GTRCM’s launch will “ensure that the [Caribbean will] continue to benefit from the economic, social, cultural and historic value of tourism, which is its primary income earner,” said Dominic Fedee, chairman of the Caribbean Tourism Organization (CTO) and Saint Lucia’s tourism minister.

“A lot has been said about the environmental challenges that hurricanes present but they are perhaps the single-largest threats to our economies,” Fedee said.

“The Caribbean Development Bank did a study years ago which showed that a large portion of the debt on the books of member countries is due to borrowing to rebuild infrastructure ravaged by storms and hurricanes,” Fedee added. “This has resulted in a high debt-to-GDP ratio in various member countries and consequently a serious constraint to growth.”
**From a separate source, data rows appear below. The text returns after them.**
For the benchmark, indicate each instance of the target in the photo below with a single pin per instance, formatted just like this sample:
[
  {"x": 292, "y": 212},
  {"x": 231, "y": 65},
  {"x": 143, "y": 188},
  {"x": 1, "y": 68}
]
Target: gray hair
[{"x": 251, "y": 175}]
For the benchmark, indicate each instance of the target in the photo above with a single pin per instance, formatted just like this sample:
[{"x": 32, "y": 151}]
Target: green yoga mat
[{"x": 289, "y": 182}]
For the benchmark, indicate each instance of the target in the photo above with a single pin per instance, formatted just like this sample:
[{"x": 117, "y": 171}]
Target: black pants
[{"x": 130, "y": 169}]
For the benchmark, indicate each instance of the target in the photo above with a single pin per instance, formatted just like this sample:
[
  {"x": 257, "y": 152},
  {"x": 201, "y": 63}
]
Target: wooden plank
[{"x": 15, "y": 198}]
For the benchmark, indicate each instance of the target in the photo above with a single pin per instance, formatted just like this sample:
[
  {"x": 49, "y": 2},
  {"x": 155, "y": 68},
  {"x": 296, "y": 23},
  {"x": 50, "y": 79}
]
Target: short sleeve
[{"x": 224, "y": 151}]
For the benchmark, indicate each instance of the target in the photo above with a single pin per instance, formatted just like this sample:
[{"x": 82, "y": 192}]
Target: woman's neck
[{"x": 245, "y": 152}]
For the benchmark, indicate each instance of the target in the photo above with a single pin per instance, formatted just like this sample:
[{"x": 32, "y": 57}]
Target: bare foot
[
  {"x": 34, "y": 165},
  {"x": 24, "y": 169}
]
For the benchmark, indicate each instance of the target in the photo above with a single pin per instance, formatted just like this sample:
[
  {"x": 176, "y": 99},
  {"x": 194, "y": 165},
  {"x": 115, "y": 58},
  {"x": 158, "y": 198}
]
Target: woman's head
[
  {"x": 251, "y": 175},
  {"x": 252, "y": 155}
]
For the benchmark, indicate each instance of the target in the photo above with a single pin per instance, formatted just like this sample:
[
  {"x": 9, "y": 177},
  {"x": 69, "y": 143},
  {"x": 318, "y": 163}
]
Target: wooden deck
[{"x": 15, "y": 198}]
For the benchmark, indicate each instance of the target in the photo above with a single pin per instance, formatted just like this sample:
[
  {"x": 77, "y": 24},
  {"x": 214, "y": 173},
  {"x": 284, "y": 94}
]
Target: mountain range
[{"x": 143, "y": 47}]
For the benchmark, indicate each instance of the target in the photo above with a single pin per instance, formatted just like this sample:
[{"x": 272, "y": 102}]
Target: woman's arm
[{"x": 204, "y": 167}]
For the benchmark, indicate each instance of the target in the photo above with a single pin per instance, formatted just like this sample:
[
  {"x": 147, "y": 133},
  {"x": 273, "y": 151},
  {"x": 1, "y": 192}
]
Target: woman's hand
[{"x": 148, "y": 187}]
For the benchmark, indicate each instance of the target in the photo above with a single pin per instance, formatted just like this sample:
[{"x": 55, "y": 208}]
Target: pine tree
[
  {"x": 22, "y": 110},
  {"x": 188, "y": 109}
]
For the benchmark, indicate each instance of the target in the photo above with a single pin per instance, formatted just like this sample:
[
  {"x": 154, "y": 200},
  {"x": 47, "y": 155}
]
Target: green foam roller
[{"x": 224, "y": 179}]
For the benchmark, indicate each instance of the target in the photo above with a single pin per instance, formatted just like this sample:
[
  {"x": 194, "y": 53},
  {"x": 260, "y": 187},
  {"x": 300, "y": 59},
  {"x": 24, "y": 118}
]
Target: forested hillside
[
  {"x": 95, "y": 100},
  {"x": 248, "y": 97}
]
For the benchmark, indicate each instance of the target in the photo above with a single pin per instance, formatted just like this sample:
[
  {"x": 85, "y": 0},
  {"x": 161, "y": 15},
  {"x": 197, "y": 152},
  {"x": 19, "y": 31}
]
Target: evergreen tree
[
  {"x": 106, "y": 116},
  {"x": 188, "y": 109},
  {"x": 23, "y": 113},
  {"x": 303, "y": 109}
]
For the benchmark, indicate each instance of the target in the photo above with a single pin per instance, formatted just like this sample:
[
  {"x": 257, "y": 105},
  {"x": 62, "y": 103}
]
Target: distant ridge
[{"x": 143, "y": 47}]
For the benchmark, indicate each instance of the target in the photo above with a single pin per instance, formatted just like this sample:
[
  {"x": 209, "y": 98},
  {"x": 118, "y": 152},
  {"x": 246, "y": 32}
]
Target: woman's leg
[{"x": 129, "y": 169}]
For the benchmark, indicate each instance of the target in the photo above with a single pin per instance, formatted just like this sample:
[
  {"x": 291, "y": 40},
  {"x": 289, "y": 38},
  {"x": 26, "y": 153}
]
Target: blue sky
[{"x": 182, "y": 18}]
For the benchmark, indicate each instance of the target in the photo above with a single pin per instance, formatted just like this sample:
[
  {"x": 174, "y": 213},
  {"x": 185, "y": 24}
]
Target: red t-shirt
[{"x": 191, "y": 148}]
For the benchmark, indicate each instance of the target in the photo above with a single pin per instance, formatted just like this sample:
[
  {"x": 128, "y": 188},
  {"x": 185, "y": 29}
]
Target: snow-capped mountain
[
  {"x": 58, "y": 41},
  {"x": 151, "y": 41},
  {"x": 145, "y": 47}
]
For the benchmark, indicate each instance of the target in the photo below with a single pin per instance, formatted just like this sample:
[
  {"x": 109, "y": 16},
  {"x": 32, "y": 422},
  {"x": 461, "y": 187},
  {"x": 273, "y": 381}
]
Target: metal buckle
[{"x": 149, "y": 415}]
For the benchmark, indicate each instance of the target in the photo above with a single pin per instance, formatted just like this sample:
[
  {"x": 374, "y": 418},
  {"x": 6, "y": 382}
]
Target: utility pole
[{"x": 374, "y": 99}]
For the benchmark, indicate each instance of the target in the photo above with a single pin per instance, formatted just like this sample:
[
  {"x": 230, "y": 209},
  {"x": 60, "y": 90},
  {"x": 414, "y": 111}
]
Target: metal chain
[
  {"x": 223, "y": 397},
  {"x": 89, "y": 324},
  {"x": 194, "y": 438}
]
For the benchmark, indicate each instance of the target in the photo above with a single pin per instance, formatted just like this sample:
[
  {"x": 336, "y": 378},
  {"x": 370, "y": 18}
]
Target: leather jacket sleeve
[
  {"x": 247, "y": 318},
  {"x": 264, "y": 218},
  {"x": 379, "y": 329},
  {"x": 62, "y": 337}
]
He also mentioned a World Bank study, which found disasters impact gross domestic product in developing states at a rate 20 times higher than in industrialized nations. “Of all the major industries globally, none face greater exposure to disruptions as the tourism industry, but it also has proven again and again that it has the greatest capacity for recovery,” said Andrew Holness, Jamaica’s prime minister.

“I am very pleased that Jamaica is leading this initiative and that, in the spirit of true collaboration and partnership, tourism in all nations will benefit from the strategic solutions emerging from the [GTRCM],” he added.